Pedestrians and cyclists using the Heritage Trail should benefit after a flashing light is installed to remind motorists on Cosgray Road to yield to those crossing the street.
The project should be completed by the end of the summer if the city is able to obtain a bid within an acceptable range of the city engineers' estimate of $83,200, Service Director Butch Seidle said.
Legislation authorizing Seidle to solicit bids and contract for the project was introduced at the July 14 meeting of the city planning, projects and services committee.
Later the same evening, City Council approved the resolution as an emergency measure in advance of its summer recess to allow the project to move forward.
The project will be funded almost entirely by the Ohio Department of Transportation as part of a highway-safety project, Seidle said.
The estimated cost of the noneligible portions of the project for which the city is financially responsible will be about $9,100, Seidle said.
The city is expected to open bids Aug. 7.
"This is something we've needed and will be fantastic to have," said Councilman Albert Iosue, chairman of the city planning, projects and services committee.
In other committee business July 14, legislation was introduced authorizing Recreation and Parks Director Steve Mazer to contract with Edsall & Associates to prepare a comprehensive parks and public-spaces master plan.
Hilliard will pay Edsall & Associates $198,514 to deliver a completed master plan by Aug. 1, 2015.
The city last revisited a master plan for the recreation and parks department in 1993.
"We feel comfortable and confident in choosing Edsall & Associates," Mazer said.
He said the company did not appear to have a focus, such as a natatorium as some other companies suggested, but seemed more willing to start from scratch.
"They stressed wanting to have charettes with kids in the schools who use our programs (and) were adamant about getting input from all our community organizations," Mazer said.
The master plan will include not only recommendations for renovating or building a new community center, but best uses for all 24 recreation and parks facilities, particularly the city's "pocket parks," small parks in some of the city's neighborhoods and subdivisions
"We need a solution for what to do with our pocket parks," Mazer said.

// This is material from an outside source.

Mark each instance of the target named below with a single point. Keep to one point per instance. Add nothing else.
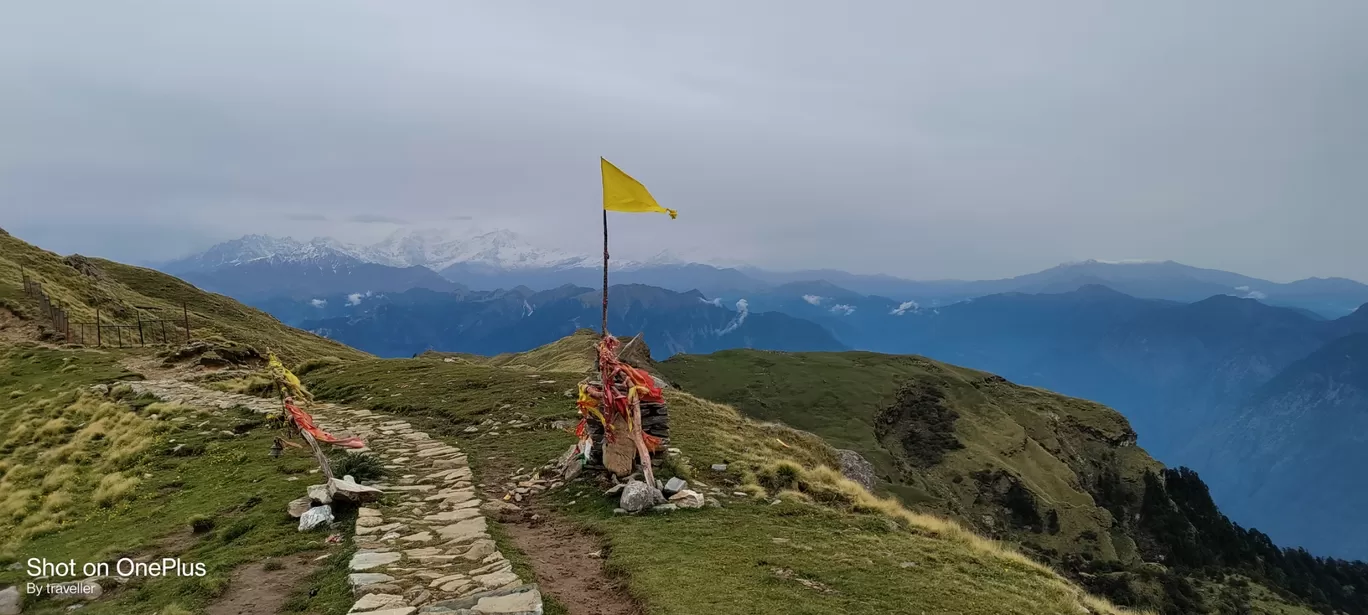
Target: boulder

A resolution authorizing the contract is expected to be considered Aug. 25 by City Council, the first scheduled meeting after it returns from summer recess.
Committee members also forwarded a resolution, approved by City Council later in the evening July 14 as emergency legislation, declaring easements for Columbus to provide water service to city-owned property in Roger A. Reynolds Municipal Park.
The easement must be in place, Seidle said, so work can commence if and when Bo Jackson's Elite Sports signs a lease to construct a proposed $5.5-million, 114,000-square-foot athletics facility.
"This does not bind the city in any way, it just makes sure we're ready for (the permit to install) process when a lease is signed," Seidle said.
Lastly, Mazer requested the administration prepare draft legislation to provide for the ability to host food trucks on city-owned land.
Current legislation regulating pushcarts and vendors require background checks and specify permitted locations and times.
Mazer said he would like a more fluid policy for scheduled food-truck events.
Law Director Tracy Bradford said she would prepare draft legislation for consideration Aug. 25.